I don’t know just what that deadline was but it has been common for VERY MAJOR legislation to be introduced, and voted on, in the wee hours before a session of Congress closes, such as right before the Christmas holidays. What makes you think any new action of ‘lawyers in America’ will turn out any better?
Exactly it will be lawyers picnic. Lawyers always win even when they lose, it’s a great career especially in America.
In Japan, they limit the number of lawyers. It’s too bad we don’t do that here.
“The whole point of this decision was to rectify the by-passing of congress., The 7500 rules verse the 365 bills demonstrates just how out of control the unelected bureaucracy and its armies of lawyers are.”
The other day, Trump said he would ask people which they liked better, Trump’s cutting of taxes, or Trump’s cutting of rules/regulations?
Trump said the majority of people said they like him cutting rules/regulations the best.
The enviros may craft legislation to their liking, but it still has to pass Congress. That is where they lose.
But they rarely lose. Often Congress does not really know what they are voting on. They only know the sound bites and blatant propaganda put out by organizations like Covering Climate Now. Then also there are the powerful elected members who have been pushing the lies for decades.
Don’t forget the “sue and settle” strategy.

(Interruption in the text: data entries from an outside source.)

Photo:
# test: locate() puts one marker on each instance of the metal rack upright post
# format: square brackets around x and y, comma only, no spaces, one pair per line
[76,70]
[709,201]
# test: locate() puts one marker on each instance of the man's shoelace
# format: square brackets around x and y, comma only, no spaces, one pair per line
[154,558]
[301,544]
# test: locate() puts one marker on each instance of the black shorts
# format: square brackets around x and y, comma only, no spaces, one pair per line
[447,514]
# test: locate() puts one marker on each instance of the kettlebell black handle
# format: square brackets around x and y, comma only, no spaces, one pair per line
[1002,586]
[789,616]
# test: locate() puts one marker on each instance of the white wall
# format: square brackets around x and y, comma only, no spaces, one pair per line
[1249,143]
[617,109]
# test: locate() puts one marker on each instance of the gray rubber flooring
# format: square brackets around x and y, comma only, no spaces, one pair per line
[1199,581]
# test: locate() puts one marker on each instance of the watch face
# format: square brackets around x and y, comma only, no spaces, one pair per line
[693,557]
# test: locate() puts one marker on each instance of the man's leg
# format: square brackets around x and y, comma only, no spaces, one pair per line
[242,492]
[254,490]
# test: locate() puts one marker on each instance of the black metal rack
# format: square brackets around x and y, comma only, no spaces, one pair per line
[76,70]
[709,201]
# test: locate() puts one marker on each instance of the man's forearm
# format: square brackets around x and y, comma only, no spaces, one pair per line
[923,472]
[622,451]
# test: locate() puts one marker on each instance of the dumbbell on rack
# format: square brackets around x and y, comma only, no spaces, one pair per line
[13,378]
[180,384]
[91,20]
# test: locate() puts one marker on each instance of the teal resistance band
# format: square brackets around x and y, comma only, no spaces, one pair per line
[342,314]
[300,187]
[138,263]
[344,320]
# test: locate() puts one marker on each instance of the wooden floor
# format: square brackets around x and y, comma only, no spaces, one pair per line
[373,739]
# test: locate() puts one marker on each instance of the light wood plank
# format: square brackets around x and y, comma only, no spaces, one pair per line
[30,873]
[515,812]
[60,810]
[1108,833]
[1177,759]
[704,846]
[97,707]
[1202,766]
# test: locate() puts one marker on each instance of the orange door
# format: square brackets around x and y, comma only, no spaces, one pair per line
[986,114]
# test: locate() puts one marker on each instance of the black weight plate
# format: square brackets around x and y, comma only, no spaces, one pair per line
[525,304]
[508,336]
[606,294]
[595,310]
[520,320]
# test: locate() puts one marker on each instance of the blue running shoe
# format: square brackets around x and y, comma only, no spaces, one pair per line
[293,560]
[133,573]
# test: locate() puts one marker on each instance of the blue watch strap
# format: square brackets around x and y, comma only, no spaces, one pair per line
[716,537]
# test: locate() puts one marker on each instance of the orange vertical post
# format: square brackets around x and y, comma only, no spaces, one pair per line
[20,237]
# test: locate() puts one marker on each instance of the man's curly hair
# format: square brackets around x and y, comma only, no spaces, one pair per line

We need the experts to decide.
‘An expert is a person who has made all the mistakes that can be made in a very narrow field.’
Niels Bohr. (20th century physicist and Nobel Prize winner, a real one)
“We have not overthrown the divine right of kings in order to fall down for the divine right of experts”
-Harold MacMillan
Just out of curiosity, does and anyone know of a bureaucratic agency that has declared itself to be unnecessary?
Two complaints from the Declaration of Independence:
“He has erected a Multitude of new Offices, and sent hither Swarms of Officers to harass our People, and eat out their Substance.”
and
“For transporting us beyond Seas to be tried for pretended Offenses:”
Some things never change and tyrants are tyrants..
The Number 1 responsibility of government is to protect the population FROM the government.
Glad to see moving back in that direction.